この記事でお伝えしたい内容の“まくら”として、母の言い間違いを例に出してみました。
ここまで極端ではないにしろ、文章の組み立てや言葉の選び方を誤ると、こちらの意図を正しく伝えられないことがあるよ。ということを、書いていきたいと思います。
文章でのコミュケーション
文章で想いを伝えることは多くの人にとって身近なコミュニケーションの手段であり、職種に関係なく必要なスキルのひとつだと思います。
そして、リモートワークの推進によってチャットやメールでのやりとりが増えている今、これまで以上に文章のコミュニケーションが重要になっていると感じています。
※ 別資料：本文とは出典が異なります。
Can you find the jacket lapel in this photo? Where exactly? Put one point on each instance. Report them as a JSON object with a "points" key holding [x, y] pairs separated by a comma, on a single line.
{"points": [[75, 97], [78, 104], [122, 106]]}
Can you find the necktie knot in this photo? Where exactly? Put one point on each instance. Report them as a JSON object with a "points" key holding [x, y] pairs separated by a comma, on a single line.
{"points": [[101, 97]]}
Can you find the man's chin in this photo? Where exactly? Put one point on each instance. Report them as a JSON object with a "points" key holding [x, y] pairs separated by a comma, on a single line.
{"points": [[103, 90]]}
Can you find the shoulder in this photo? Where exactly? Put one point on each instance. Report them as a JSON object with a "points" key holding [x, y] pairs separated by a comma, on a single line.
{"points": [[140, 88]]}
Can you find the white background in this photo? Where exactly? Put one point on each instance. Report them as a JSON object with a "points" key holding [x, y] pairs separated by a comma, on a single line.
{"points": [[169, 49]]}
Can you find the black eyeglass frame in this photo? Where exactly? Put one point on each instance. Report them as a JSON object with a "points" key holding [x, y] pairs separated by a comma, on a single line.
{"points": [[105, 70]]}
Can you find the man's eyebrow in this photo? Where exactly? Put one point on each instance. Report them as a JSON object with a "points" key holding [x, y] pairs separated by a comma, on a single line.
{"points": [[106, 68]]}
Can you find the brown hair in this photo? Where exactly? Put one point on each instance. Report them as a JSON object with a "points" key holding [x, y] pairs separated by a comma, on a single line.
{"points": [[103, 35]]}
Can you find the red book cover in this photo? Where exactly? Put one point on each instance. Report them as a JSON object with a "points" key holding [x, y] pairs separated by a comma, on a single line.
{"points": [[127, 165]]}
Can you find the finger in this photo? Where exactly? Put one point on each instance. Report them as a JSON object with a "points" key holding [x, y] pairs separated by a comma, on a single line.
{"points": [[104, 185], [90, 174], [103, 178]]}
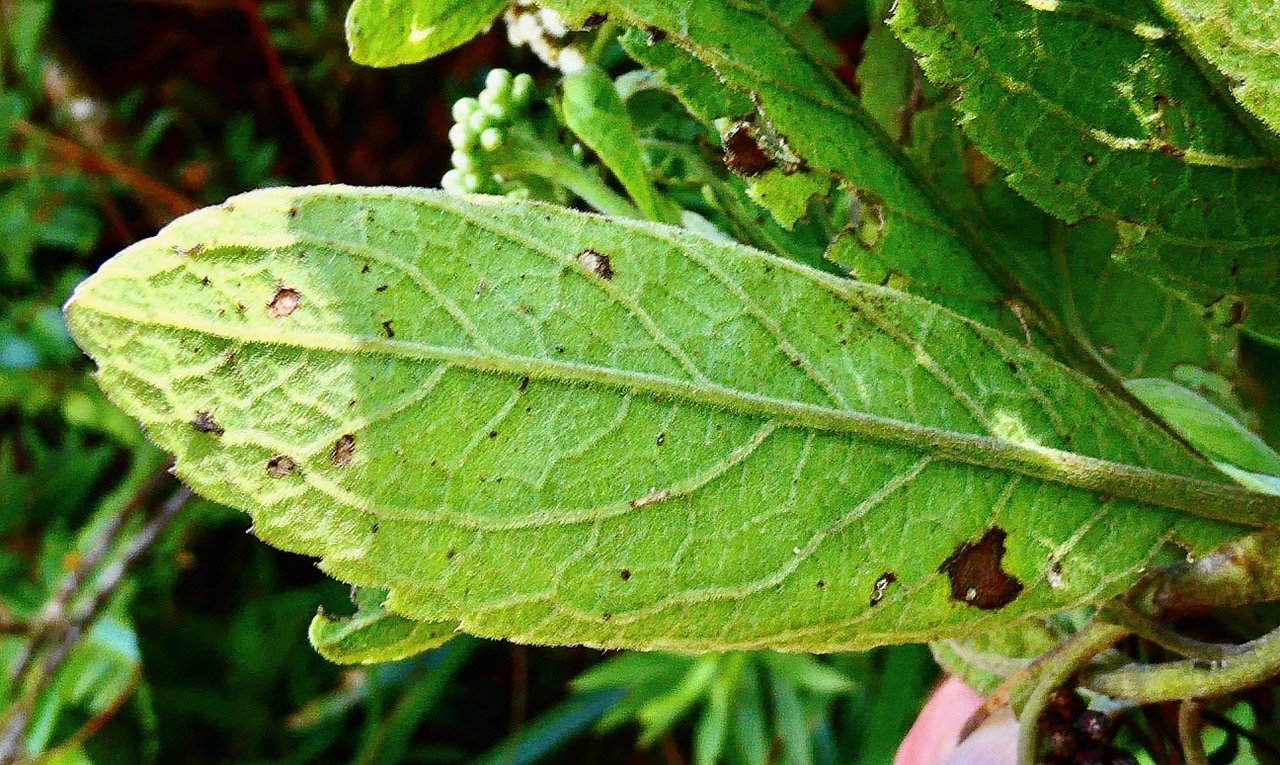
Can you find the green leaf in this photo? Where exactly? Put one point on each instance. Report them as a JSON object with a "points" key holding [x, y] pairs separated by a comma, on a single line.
{"points": [[1207, 427], [1132, 325], [557, 427], [374, 635], [1173, 159], [595, 113], [1238, 37], [392, 32]]}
日々の業務において、文章のコミュニケーションを円滑にするためのコツはいくつかあります。
もったいぶらずに ずばっと言っちゃおう
分かりにくい文章になる特徴のひとつが「まわりくどさ」。
「なんか色々書いてあるけど、結局なにが言いたいの?」と感じる文章はたいがい、結論が後回しになっていたり、伝えたいことが整理されずにだらだらと書かれていたりします。
たとえばこんなメール。
先方からフィードバックをもらいました。12/20にアポイントを取っています。先方は2名参加で、こちらは3名、もしくは4名で伺うことになりそうです。資料を修正して準備しておいてください。
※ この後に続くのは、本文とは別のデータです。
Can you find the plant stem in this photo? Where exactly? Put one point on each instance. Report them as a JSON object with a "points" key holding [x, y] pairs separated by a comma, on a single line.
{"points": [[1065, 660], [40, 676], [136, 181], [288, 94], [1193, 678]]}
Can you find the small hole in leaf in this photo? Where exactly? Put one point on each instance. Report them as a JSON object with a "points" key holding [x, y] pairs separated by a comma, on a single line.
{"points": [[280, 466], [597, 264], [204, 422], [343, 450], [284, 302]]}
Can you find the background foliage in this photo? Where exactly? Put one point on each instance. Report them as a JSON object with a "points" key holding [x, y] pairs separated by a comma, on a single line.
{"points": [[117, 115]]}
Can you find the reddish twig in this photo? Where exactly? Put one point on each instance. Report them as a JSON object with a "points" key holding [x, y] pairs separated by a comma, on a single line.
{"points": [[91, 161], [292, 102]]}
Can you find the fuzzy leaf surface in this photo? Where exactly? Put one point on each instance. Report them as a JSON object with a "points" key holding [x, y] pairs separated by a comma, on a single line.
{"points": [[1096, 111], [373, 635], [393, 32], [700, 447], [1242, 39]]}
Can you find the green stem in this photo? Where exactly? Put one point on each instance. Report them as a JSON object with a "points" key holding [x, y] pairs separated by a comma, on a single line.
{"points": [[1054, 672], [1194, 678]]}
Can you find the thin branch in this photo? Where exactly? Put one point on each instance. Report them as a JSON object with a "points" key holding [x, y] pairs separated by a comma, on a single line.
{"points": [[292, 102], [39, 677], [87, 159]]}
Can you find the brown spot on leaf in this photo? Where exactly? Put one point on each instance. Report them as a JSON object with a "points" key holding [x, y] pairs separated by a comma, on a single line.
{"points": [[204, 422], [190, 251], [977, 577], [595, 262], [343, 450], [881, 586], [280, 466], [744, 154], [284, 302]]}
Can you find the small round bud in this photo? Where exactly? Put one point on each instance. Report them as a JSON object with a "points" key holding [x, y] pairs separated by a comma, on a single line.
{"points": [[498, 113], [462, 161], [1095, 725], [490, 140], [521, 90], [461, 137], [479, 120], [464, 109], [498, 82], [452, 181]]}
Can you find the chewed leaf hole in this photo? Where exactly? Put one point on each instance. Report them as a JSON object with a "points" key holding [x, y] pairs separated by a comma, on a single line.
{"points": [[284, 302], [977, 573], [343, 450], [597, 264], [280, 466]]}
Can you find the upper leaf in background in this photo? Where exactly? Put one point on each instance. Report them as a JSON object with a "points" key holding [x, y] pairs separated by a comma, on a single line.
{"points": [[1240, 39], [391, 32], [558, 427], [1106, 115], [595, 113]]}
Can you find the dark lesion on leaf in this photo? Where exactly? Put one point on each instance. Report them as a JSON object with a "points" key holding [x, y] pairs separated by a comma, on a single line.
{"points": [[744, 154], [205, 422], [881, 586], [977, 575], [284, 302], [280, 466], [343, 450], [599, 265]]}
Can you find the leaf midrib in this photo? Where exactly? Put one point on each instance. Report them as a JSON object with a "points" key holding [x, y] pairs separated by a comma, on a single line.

してほしいことは「期日までに修正した資料を人数分準備する」だけなのに、アポイントの日程や、あやふやな参加人数の連絡を経て、やっと本題です。いつまでに何部必要なのかも、読み取りがむずかしい。
必要な情報だけを残すと、こんな感じになります。
先方のフィードバックを修正した資料を、12/19中に6部準備してください。
指示が明確になりましたね。ちょっと極端な例になってしまいましたが、思いつくままに書き連ねるのではなく、「伝えるべきことを整理できているか」、送信ボタンを押す前にすこし見返してしてみてください。
あらためて見直したい5W1H
学校の授業やビジネス研修などでよく登場する『5W1H』。
Who(だれが)、When(いつ)、Where(どこで)、What(なにを)、Why(なぜ)、How(どのように)
文章構成の基本といえるもので、今さら意識することはあまりないかもしれませんが、当たり前のことすぎて抜け落ちてしまっていることはないでしょうか。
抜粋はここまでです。